In a climate marked by global uncertainty, this Union Budget “reinforces India's position as a resilient and future-ready investment hub, with capital markets that are becoming deeper, more balanced, and strategically aligned with long-term economic goals,” Ramamurthy remarked in a statement.
The Budget represents another significant stride towards achieving the vision of Viksit Bharat, underscoring capital formation, fiscal discipline, and the enhancement of key growth sectors like infrastructure, manufacturing, services, and SMEs.
According to the BSE CEO, from a market perspective, the initiatives announced—including efforts to deepen corporate and municipal bond markets, raised investment limits for PROI, modifications to the buyback tax, and other reforms—are evidently development-oriented.

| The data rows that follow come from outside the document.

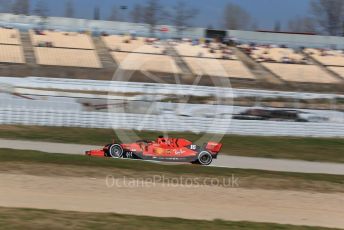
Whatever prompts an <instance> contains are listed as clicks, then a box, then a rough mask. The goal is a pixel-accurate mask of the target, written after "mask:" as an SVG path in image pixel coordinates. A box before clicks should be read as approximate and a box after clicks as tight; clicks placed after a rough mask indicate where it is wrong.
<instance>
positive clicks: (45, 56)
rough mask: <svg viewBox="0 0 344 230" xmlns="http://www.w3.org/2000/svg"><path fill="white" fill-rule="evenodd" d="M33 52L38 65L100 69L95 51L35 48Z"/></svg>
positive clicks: (86, 50) (54, 48)
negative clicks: (61, 66) (33, 52)
mask: <svg viewBox="0 0 344 230" xmlns="http://www.w3.org/2000/svg"><path fill="white" fill-rule="evenodd" d="M34 51H35V55H36V59H37V63H38V64H40V65H52V66H73V67H88V68H101V67H102V65H101V63H100V61H99V58H98V56H97V53H96V51H95V50H82V49H62V48H47V47H35V48H34Z"/></svg>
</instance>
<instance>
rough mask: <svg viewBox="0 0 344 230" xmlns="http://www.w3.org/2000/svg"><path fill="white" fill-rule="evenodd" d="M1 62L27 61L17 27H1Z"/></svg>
mask: <svg viewBox="0 0 344 230" xmlns="http://www.w3.org/2000/svg"><path fill="white" fill-rule="evenodd" d="M0 62H1V63H25V58H24V54H23V48H22V45H21V40H20V34H19V31H18V30H17V29H10V28H0Z"/></svg>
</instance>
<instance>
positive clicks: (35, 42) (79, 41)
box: [29, 30, 94, 50]
mask: <svg viewBox="0 0 344 230" xmlns="http://www.w3.org/2000/svg"><path fill="white" fill-rule="evenodd" d="M29 33H30V37H31V41H32V44H33V45H34V46H45V44H46V43H51V45H52V47H55V48H73V49H90V50H92V49H94V44H93V42H92V38H91V37H90V36H89V35H87V34H81V33H76V32H57V31H46V30H45V31H38V32H35V31H33V30H30V31H29Z"/></svg>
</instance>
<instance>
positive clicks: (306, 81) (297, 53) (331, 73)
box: [239, 44, 341, 84]
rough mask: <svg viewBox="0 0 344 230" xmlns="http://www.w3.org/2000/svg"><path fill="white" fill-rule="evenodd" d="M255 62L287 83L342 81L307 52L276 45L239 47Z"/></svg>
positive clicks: (324, 82)
mask: <svg viewBox="0 0 344 230" xmlns="http://www.w3.org/2000/svg"><path fill="white" fill-rule="evenodd" d="M239 47H240V48H241V49H243V50H244V51H245V53H246V54H248V55H249V56H250V57H251V58H252V59H253V60H255V61H256V62H258V63H261V64H262V65H263V66H264V67H265V68H266V69H267V70H269V71H271V72H272V73H273V74H275V75H276V76H278V77H279V78H281V79H282V80H283V81H286V82H293V83H315V84H338V83H340V82H341V81H340V80H339V79H338V78H337V77H336V76H334V75H333V74H332V73H331V72H329V71H326V69H323V68H322V67H321V66H319V65H317V63H315V62H314V61H313V60H312V58H309V57H308V55H307V54H308V53H307V51H306V52H305V53H304V52H303V51H302V50H299V51H295V50H294V49H291V48H287V47H283V46H282V47H278V46H276V45H247V44H243V45H240V46H239Z"/></svg>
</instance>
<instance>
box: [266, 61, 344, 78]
mask: <svg viewBox="0 0 344 230" xmlns="http://www.w3.org/2000/svg"><path fill="white" fill-rule="evenodd" d="M263 65H264V66H265V67H266V68H268V69H269V70H270V71H272V72H273V73H274V74H276V75H278V76H279V77H281V78H282V79H283V80H285V81H291V82H300V83H301V82H302V83H339V80H337V79H336V78H334V77H332V76H331V75H330V74H329V73H327V72H326V71H324V70H322V69H321V68H320V67H318V66H316V65H300V64H284V63H267V62H265V63H263Z"/></svg>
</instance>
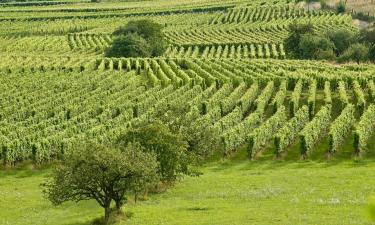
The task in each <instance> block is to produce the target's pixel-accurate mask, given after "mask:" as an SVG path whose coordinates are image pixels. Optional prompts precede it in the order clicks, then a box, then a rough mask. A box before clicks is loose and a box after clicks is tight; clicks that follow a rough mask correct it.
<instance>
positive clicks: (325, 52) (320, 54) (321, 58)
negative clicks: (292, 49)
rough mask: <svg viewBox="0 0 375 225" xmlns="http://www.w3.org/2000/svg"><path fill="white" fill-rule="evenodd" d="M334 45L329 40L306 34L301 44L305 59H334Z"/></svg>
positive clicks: (308, 34)
mask: <svg viewBox="0 0 375 225" xmlns="http://www.w3.org/2000/svg"><path fill="white" fill-rule="evenodd" d="M333 49H334V44H333V42H332V41H330V40H329V39H328V38H325V37H321V36H316V35H311V34H306V35H303V36H302V38H301V41H300V43H299V50H300V51H301V58H303V59H334V57H335V54H334V52H333Z"/></svg>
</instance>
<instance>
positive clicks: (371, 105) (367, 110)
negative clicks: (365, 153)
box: [354, 104, 375, 154]
mask: <svg viewBox="0 0 375 225" xmlns="http://www.w3.org/2000/svg"><path fill="white" fill-rule="evenodd" d="M374 128H375V105H373V104H372V105H370V106H369V107H368V108H367V109H366V111H365V112H364V113H363V115H362V117H361V119H360V121H359V123H358V124H357V126H356V128H355V131H354V150H355V152H356V153H357V154H360V153H362V152H363V151H365V149H366V147H367V144H368V141H369V140H370V139H371V137H372V135H373V134H374V131H375V129H374Z"/></svg>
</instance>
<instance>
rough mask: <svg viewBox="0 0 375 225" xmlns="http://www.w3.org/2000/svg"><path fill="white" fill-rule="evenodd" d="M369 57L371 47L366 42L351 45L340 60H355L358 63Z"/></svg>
mask: <svg viewBox="0 0 375 225" xmlns="http://www.w3.org/2000/svg"><path fill="white" fill-rule="evenodd" d="M368 59H369V48H368V46H366V45H364V44H353V45H351V46H350V47H349V48H348V49H347V50H346V51H345V52H344V54H343V55H342V56H341V57H340V61H343V62H345V61H355V62H357V64H360V62H364V61H367V60H368Z"/></svg>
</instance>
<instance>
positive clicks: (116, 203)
mask: <svg viewBox="0 0 375 225" xmlns="http://www.w3.org/2000/svg"><path fill="white" fill-rule="evenodd" d="M121 207H122V201H116V209H117V210H121Z"/></svg>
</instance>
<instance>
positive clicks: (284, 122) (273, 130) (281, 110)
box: [247, 107, 287, 158]
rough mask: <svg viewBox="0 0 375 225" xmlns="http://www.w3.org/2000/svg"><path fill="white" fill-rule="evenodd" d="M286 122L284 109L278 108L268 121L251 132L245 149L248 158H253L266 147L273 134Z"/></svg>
mask: <svg viewBox="0 0 375 225" xmlns="http://www.w3.org/2000/svg"><path fill="white" fill-rule="evenodd" d="M286 120H287V116H286V111H285V107H280V108H279V110H278V111H277V112H276V113H275V114H274V115H273V116H272V117H271V118H270V119H268V120H267V121H265V122H264V123H263V124H262V125H261V126H260V127H258V128H256V129H255V130H254V131H253V132H251V134H250V135H249V146H248V148H247V152H248V156H249V157H250V158H253V157H255V155H256V154H257V153H258V152H259V151H260V150H262V149H263V148H264V147H266V145H267V144H268V143H269V142H270V141H271V140H272V138H273V136H274V133H275V132H277V131H278V130H279V129H280V128H281V127H282V126H283V124H284V123H285V121H286Z"/></svg>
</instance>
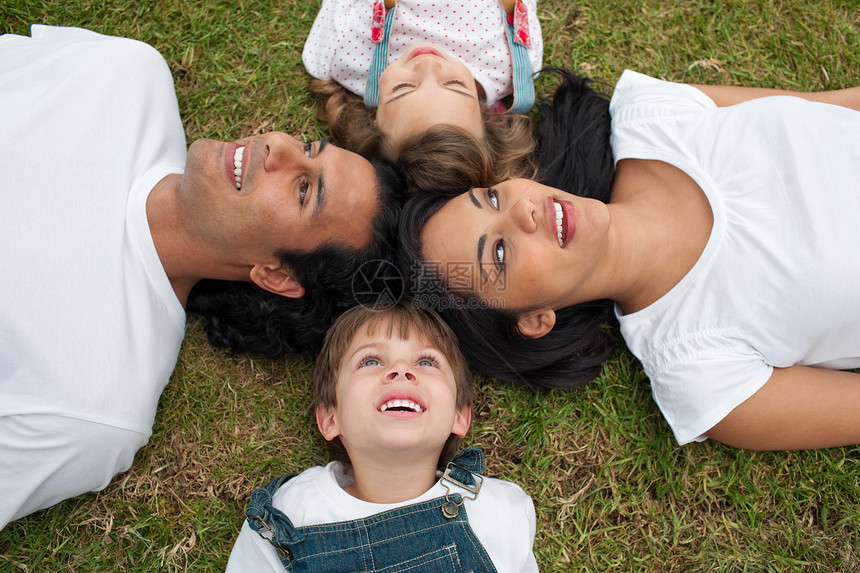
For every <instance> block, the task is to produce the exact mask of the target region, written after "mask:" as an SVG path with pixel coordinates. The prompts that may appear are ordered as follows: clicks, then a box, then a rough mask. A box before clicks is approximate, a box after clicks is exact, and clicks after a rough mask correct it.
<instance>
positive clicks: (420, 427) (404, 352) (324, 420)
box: [317, 324, 471, 463]
mask: <svg viewBox="0 0 860 573" xmlns="http://www.w3.org/2000/svg"><path fill="white" fill-rule="evenodd" d="M387 326H388V325H387V324H381V325H379V328H378V329H377V332H376V333H374V334H373V335H371V334H369V333H368V331H367V330H366V329H361V330H359V331H358V332H357V333H356V335H355V337H354V338H353V340H352V344H350V346H349V348H348V349H347V351H346V354H345V355H344V358H343V359H342V360H341V363H340V371H339V373H338V381H337V389H336V394H337V407H335V408H332V409H328V408H326V407H324V406H322V405H320V406H318V407H317V424H318V426H319V428H320V431H321V432H322V434H323V436H324V437H325V439H326V440H332V439H334V438H335V437H338V436H339V437H340V439H341V441H342V442H343V445H344V447H345V448H346V450H347V453H348V454H349V456H350V459H351V460H352V461H353V463H355V462H356V461H357V457H360V458H363V459H381V458H384V457H385V456H386V455H391V454H392V453H394V452H404V453H405V452H409V453H410V454H413V455H416V456H433V460H434V461H435V459H436V457H437V456H438V455H439V452H441V450H442V448H443V446H444V445H445V442H446V441H447V439H448V437H449V436H450V435H451V434H452V433H453V434H456V435H458V436H460V437H463V436H464V435H465V434H466V432H467V431H468V429H469V422H470V419H471V408H470V407H469V406H465V407H464V408H462V409H458V408H457V388H456V384H455V382H454V374H453V372H452V371H451V367H450V366H449V364H448V360H447V359H446V358H445V356H444V355H443V354H442V352H440V351H439V350H437V349H436V348H434V347H433V346H431V345H430V344H429V343H428V342H427V341H426V340H424V339H423V338H422V337H420V336H417V333H416V332H415V331H416V329H414V328H413V329H412V330H413V332H412V334H411V335H410V336H409V337H408V338H407V339H403V338H401V337H400V336H399V335H398V334H397V333H396V332H395V333H394V334H392V336H391V337H390V338H388V337H386V332H387Z"/></svg>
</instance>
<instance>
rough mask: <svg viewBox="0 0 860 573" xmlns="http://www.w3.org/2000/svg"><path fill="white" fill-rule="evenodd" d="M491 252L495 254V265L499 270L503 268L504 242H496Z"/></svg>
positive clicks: (504, 246) (504, 256)
mask: <svg viewBox="0 0 860 573" xmlns="http://www.w3.org/2000/svg"><path fill="white" fill-rule="evenodd" d="M493 252H494V253H495V256H496V263H497V264H498V266H499V268H504V266H505V242H504V241H498V242H496V244H495V247H494V249H493Z"/></svg>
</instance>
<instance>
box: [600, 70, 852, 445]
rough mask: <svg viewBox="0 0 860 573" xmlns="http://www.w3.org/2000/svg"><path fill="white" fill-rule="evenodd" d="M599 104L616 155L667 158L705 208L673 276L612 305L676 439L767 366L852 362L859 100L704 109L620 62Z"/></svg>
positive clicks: (774, 103) (721, 407) (694, 439)
mask: <svg viewBox="0 0 860 573" xmlns="http://www.w3.org/2000/svg"><path fill="white" fill-rule="evenodd" d="M610 112H611V114H612V149H613V153H614V155H615V160H616V162H617V161H621V160H623V159H625V158H639V159H653V160H659V161H664V162H666V163H669V164H671V165H674V166H675V167H677V168H679V169H680V170H682V171H684V172H685V173H687V174H688V175H689V176H690V177H692V178H693V179H694V180H695V181H696V183H698V185H699V186H700V187H701V188H702V190H703V191H704V193H705V195H706V196H707V198H708V201H709V203H710V205H711V209H712V211H713V215H714V225H713V229H712V231H711V235H710V237H709V239H708V242H707V245H706V247H705V249H704V252H703V253H702V255H701V257H700V258H699V260H698V261H697V263H696V264H695V265H694V266H693V268H692V269H691V270H690V272H689V273H688V274H687V275H686V276H685V277H684V278H683V279H682V280H681V281H680V282H679V283H678V284H677V285H675V287H674V288H672V289H671V290H670V291H669V292H668V293H667V294H666V295H664V296H663V297H662V298H660V299H659V300H657V301H656V302H654V303H653V304H651V305H650V306H648V307H646V308H644V309H642V310H640V311H638V312H635V313H632V314H627V315H625V314H623V313H622V312H621V309H617V310H616V313H617V315H618V319H619V321H620V324H621V332H622V334H623V336H624V339H625V341H626V342H627V345H628V347H629V348H630V350H631V351H632V352H633V353H634V354H635V355H636V356H637V357H638V358H639V359H640V360H641V362H642V365H643V367H644V369H645V372H646V373H647V374H648V376H649V377H650V379H651V386H652V390H653V395H654V400H655V401H656V402H657V404H658V406H659V407H660V410H661V411H662V412H663V415H664V416H665V417H666V420H667V421H668V422H669V425H670V426H671V427H672V430H673V432H674V433H675V437H676V439H677V440H678V442H679V443H681V444H684V443H687V442H690V441H693V440H702V439H705V432H707V431H708V430H709V429H710V428H712V427H713V426H714V425H715V424H716V423H717V422H719V421H720V420H722V419H723V418H724V417H725V416H726V415H727V414H728V413H729V412H730V411H731V410H733V409H734V408H735V407H736V406H738V405H739V404H741V403H742V402H743V401H744V400H746V399H747V398H749V397H750V396H752V395H753V394H754V393H755V392H756V391H757V390H758V389H760V388H761V387H762V386H763V385H764V383H765V382H767V380H768V379H769V378H770V376H771V373H772V371H773V368H774V367H788V366H793V365H795V364H801V365H809V366H821V367H827V368H834V369H848V368H857V367H860V287H858V285H860V256H858V248H860V224H858V221H860V113H858V112H857V111H854V110H851V109H848V108H844V107H839V106H834V105H828V104H821V103H813V102H809V101H806V100H803V99H800V98H796V97H789V96H777V97H767V98H760V99H754V100H750V101H748V102H745V103H742V104H739V105H734V106H729V107H720V108H718V107H717V106H716V105H715V104H714V102H713V101H712V100H711V99H710V98H708V97H707V96H706V95H705V94H704V93H702V92H701V91H699V90H698V89H696V88H694V87H692V86H688V85H682V84H674V83H670V82H663V81H660V80H656V79H653V78H649V77H647V76H644V75H641V74H637V73H635V72H631V71H629V70H628V71H625V72H624V74H623V75H622V76H621V79H620V80H619V82H618V84H617V86H616V89H615V93H614V95H613V97H612V101H611V104H610Z"/></svg>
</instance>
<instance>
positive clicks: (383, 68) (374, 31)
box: [364, 0, 397, 108]
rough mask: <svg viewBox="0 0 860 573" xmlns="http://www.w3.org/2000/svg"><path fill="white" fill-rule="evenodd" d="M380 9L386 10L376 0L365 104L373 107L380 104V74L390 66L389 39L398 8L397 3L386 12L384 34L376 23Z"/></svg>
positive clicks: (377, 18) (373, 17)
mask: <svg viewBox="0 0 860 573" xmlns="http://www.w3.org/2000/svg"><path fill="white" fill-rule="evenodd" d="M380 10H382V12H383V13H384V12H385V6H384V4H383V3H382V0H376V1H375V2H374V4H373V12H374V13H373V19H374V28H375V29H374V30H373V34H372V41H373V43H374V46H373V57H372V58H371V60H370V70H368V72H367V83H366V85H365V88H364V105H366V106H367V107H370V108H373V107H377V106H378V105H379V76H381V75H382V70H384V69H385V68H386V66H388V39H389V35H390V33H391V23H392V22H393V21H394V12H395V10H397V5H396V4H395V5H394V7H393V8H391V9H390V10H388V12H387V13H385V23H384V24H383V26H382V34H379V33H378V28H376V23H377V20H378V16H379V14H380Z"/></svg>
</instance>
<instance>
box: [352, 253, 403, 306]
mask: <svg viewBox="0 0 860 573" xmlns="http://www.w3.org/2000/svg"><path fill="white" fill-rule="evenodd" d="M405 292H406V284H405V281H404V280H403V275H401V274H400V271H399V270H398V269H397V267H396V266H395V265H394V264H392V263H390V262H388V261H385V260H373V261H368V262H366V263H364V264H363V265H361V267H359V269H358V271H357V272H356V273H355V274H354V275H353V277H352V295H353V297H354V298H355V301H356V302H357V303H358V304H360V305H361V306H363V307H364V308H367V309H370V310H385V309H387V308H391V307H392V306H394V305H396V304H397V303H398V302H400V299H402V298H403V295H404V293H405Z"/></svg>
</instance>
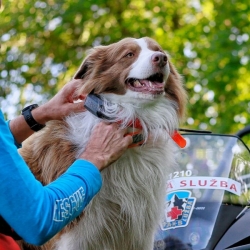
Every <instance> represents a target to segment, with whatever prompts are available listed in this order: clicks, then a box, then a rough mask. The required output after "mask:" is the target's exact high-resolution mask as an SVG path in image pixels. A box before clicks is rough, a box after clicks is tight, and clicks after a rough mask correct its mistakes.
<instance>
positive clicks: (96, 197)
mask: <svg viewBox="0 0 250 250" xmlns="http://www.w3.org/2000/svg"><path fill="white" fill-rule="evenodd" d="M161 108H164V112H163V113H164V114H162V113H161ZM166 110H167V112H166ZM129 114H130V119H133V118H134V117H135V116H137V118H138V117H139V119H140V120H141V121H142V123H143V124H144V125H145V126H146V127H147V126H148V127H149V130H148V131H144V133H145V132H146V134H147V135H149V137H148V139H147V141H146V143H145V145H143V146H141V147H136V148H131V149H128V150H127V152H126V153H125V154H124V155H123V156H122V157H121V158H120V159H119V160H118V161H116V162H115V163H113V164H112V165H111V166H110V167H109V168H107V169H105V170H104V171H102V178H103V187H102V189H101V191H100V192H99V193H98V194H97V195H96V197H95V198H94V199H93V200H92V201H91V203H90V204H89V205H88V206H87V208H86V209H85V213H84V216H83V218H82V219H81V220H80V221H79V222H78V223H77V225H76V226H75V227H74V228H73V229H72V230H70V231H69V232H66V234H64V235H62V237H61V239H60V240H59V241H58V242H57V247H56V249H58V250H64V249H65V250H66V249H67V250H78V249H86V250H96V249H105V250H118V249H119V250H140V249H141V250H147V249H150V250H152V249H153V245H152V243H153V239H152V237H153V235H154V230H155V229H156V227H157V225H158V222H159V220H160V214H161V209H162V208H163V202H164V195H165V191H166V188H165V185H166V177H167V174H168V173H169V171H170V169H171V168H173V166H174V157H173V148H174V145H173V142H172V140H171V139H170V136H169V133H171V131H173V129H174V128H175V126H177V124H175V123H174V122H173V121H177V118H176V117H175V115H174V114H175V112H174V106H173V104H172V103H171V102H169V101H168V100H167V99H164V98H162V100H161V101H159V102H158V103H156V104H155V106H153V107H151V110H150V111H148V110H143V107H141V108H139V109H138V106H136V105H133V104H130V105H125V106H124V112H123V114H120V116H124V118H125V117H128V115H129ZM120 118H121V119H123V117H120ZM155 119H157V120H158V121H156V120H155ZM128 120H129V119H128ZM169 120H171V121H172V122H171V123H169V122H168V121H169ZM67 122H68V124H69V127H70V129H69V134H68V135H67V137H68V139H70V140H71V141H73V142H74V144H75V145H78V146H77V148H79V151H78V152H77V153H76V154H80V153H81V151H80V149H82V147H84V145H86V143H87V140H88V138H89V134H90V133H91V130H92V128H93V126H94V125H95V124H97V123H98V122H99V119H97V118H95V117H94V116H93V115H92V114H90V113H83V114H79V115H76V116H73V117H70V118H68V120H67ZM153 124H154V125H153ZM150 126H151V127H150ZM79 133H81V135H79ZM83 138H85V140H83ZM128 239H129V240H128Z"/></svg>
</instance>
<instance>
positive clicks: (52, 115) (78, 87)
mask: <svg viewBox="0 0 250 250" xmlns="http://www.w3.org/2000/svg"><path fill="white" fill-rule="evenodd" d="M82 84H83V80H81V79H74V80H72V81H70V82H69V83H67V84H66V85H64V87H63V88H62V89H61V90H60V91H59V92H58V93H57V94H56V95H55V96H54V97H53V98H52V99H51V100H50V101H48V102H47V103H45V104H43V105H42V106H40V107H38V108H36V109H34V110H32V115H33V117H34V119H35V120H36V121H37V122H38V123H40V124H45V123H46V122H47V121H50V120H62V119H63V118H64V117H65V116H67V115H70V114H71V113H78V112H81V111H85V108H84V106H83V102H78V103H74V101H76V100H79V99H80V100H84V99H85V96H83V95H78V94H77V90H78V88H79V87H80V86H81V85H82Z"/></svg>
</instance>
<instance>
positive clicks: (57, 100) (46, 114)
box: [9, 79, 85, 144]
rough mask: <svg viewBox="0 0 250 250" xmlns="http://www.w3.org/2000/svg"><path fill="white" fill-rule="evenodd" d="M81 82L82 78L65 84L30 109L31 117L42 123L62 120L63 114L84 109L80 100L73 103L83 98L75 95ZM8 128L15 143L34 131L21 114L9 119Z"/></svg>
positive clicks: (78, 95)
mask: <svg viewBox="0 0 250 250" xmlns="http://www.w3.org/2000/svg"><path fill="white" fill-rule="evenodd" d="M80 84H82V80H79V79H78V80H75V79H74V80H72V81H71V82H69V83H68V84H66V85H65V86H64V87H63V88H62V89H61V90H60V91H59V92H58V93H57V94H56V95H55V96H54V97H53V98H52V99H51V100H50V101H49V102H47V103H45V104H43V105H42V106H40V107H38V108H36V109H33V110H32V112H31V113H32V116H33V118H34V119H35V120H36V121H37V122H38V123H39V124H42V125H45V124H46V122H48V121H50V120H62V119H63V118H64V117H65V116H67V115H69V114H70V113H74V112H76V113H77V112H81V111H84V110H85V108H84V106H83V103H82V102H78V103H74V100H77V99H84V97H83V96H79V95H78V96H77V95H76V90H77V88H78V87H79V86H80ZM9 126H10V130H11V132H12V134H13V136H14V138H15V140H16V142H17V143H19V144H20V143H22V142H23V141H24V140H25V139H27V138H28V137H29V136H30V135H32V134H33V133H34V131H33V130H32V129H30V127H29V126H28V124H27V122H26V121H25V119H24V117H23V116H22V115H20V116H18V117H16V118H15V119H13V120H11V121H10V123H9Z"/></svg>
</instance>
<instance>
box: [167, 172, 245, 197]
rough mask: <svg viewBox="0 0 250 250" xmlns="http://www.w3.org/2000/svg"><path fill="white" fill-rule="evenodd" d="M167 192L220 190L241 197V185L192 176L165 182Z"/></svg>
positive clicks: (226, 181) (218, 178) (231, 182)
mask: <svg viewBox="0 0 250 250" xmlns="http://www.w3.org/2000/svg"><path fill="white" fill-rule="evenodd" d="M166 188H167V192H171V191H174V190H178V189H220V190H225V191H228V192H230V193H233V194H236V195H238V196H240V195H241V183H240V182H238V181H235V180H233V179H230V178H225V177H209V176H192V177H181V178H175V179H172V180H168V181H167V186H166Z"/></svg>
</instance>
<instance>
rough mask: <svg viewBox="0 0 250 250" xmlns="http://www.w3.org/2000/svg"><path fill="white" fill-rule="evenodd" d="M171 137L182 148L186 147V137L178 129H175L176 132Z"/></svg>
mask: <svg viewBox="0 0 250 250" xmlns="http://www.w3.org/2000/svg"><path fill="white" fill-rule="evenodd" d="M171 137H172V139H173V140H174V141H175V143H176V144H177V145H178V146H179V147H180V148H185V147H186V145H187V141H186V139H185V138H184V137H183V136H182V135H181V134H180V133H178V131H177V130H175V131H174V134H173V135H172V136H171Z"/></svg>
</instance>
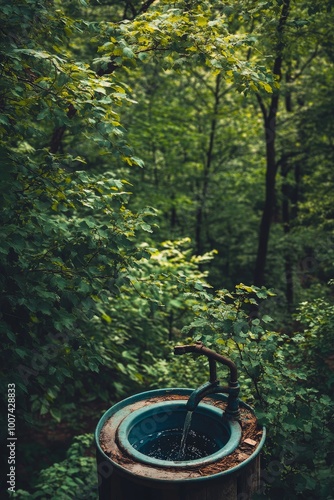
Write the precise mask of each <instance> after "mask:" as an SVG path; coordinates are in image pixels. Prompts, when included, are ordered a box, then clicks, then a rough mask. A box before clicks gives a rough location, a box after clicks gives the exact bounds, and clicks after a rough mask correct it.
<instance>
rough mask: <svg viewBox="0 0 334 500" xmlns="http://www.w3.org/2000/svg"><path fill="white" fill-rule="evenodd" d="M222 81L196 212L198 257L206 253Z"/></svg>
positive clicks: (205, 162) (208, 147) (216, 93)
mask: <svg viewBox="0 0 334 500" xmlns="http://www.w3.org/2000/svg"><path fill="white" fill-rule="evenodd" d="M221 79H222V76H221V74H219V75H217V77H216V86H215V90H214V99H215V102H214V106H213V114H212V119H211V125H210V137H209V144H208V149H207V151H206V159H205V164H204V172H203V183H202V189H201V193H200V196H199V202H198V205H197V210H196V227H195V242H196V254H197V255H201V254H202V253H203V251H204V245H203V235H202V233H203V218H204V207H205V203H206V198H207V192H208V187H209V178H210V170H211V167H212V161H213V150H214V144H215V138H216V133H217V116H218V112H219V105H220V98H221V95H220V87H221Z"/></svg>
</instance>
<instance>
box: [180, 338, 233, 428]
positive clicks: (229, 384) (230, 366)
mask: <svg viewBox="0 0 334 500" xmlns="http://www.w3.org/2000/svg"><path fill="white" fill-rule="evenodd" d="M188 352H195V353H197V354H204V355H205V356H207V358H208V359H209V367H210V381H209V382H206V383H205V384H203V385H201V386H200V387H198V389H195V390H194V391H193V392H192V394H191V395H190V397H189V399H188V401H187V405H186V406H187V410H188V411H194V410H195V409H196V407H197V405H198V404H199V403H200V401H201V400H202V399H203V398H205V397H206V396H208V395H210V394H218V393H227V394H228V399H227V407H226V410H225V417H226V418H228V419H238V418H239V416H240V413H239V399H238V395H239V390H240V387H239V384H238V377H237V367H236V365H235V364H234V363H233V361H232V360H230V359H229V358H226V357H225V356H222V355H221V354H218V353H216V352H214V351H212V350H211V349H208V348H207V347H205V346H204V345H203V344H202V342H196V344H190V345H182V346H175V347H174V354H185V353H188ZM216 361H218V362H220V363H222V364H223V365H226V366H228V367H229V369H230V380H229V383H228V386H220V385H219V380H218V379H217V371H216Z"/></svg>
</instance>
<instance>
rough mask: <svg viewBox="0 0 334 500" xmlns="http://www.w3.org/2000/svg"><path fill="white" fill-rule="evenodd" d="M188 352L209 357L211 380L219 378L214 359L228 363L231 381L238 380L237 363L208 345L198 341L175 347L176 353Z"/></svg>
mask: <svg viewBox="0 0 334 500" xmlns="http://www.w3.org/2000/svg"><path fill="white" fill-rule="evenodd" d="M187 352H195V353H197V354H204V356H206V357H207V358H208V359H209V364H210V382H215V381H216V380H217V375H216V365H215V363H214V361H218V363H221V364H222V365H226V366H228V367H229V369H230V382H238V371H237V367H236V365H235V363H233V361H232V360H231V359H229V358H226V357H225V356H222V355H221V354H218V353H217V352H215V351H212V350H211V349H208V347H205V346H204V345H203V344H202V342H196V343H195V344H189V345H177V346H175V347H174V354H186V353H187Z"/></svg>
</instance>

“The suggested public capital expenditure of around ₹12 trillion (₹12 lakh crore) is set to create a substantial positive influence across the economy,” he observed.
Raamdeo Agrawal, Chairman and Co-founder of Motilal Oswal Financial Services Ltd, remarked that the budget is a masterstroke for India’s digital landscape.
“Nonetheless, we must be pragmatic regarding the implications of STT on capital markets. The STT increase and the discontinuation of dividend set-offs appear to be presenting challenges to markets. They render numerous high-frequency and arbitrage trades impractical, which may reduce market liquidity and leverage in the short term,” he stated.
However, with a prudent 4.3 percent fiscal deficit and a ₹12.2 lakh crore capex initiative, the long-term earnings narrative remains the true champion for India,” Agrawal added.
Anand James, Chief Market Strategist at Geojit Investments Limited, noted that superficially, the STT increase is favorable for equity as option trades become pricier.
“At a portfolio level, the impact on the derivative segment could necessitate rebalancing, potentially dragging the equity segment in the short term. However, it is difficult to assert that the hike alone will deter speculative interest linked to the derivatives market, particularly options,” he commented.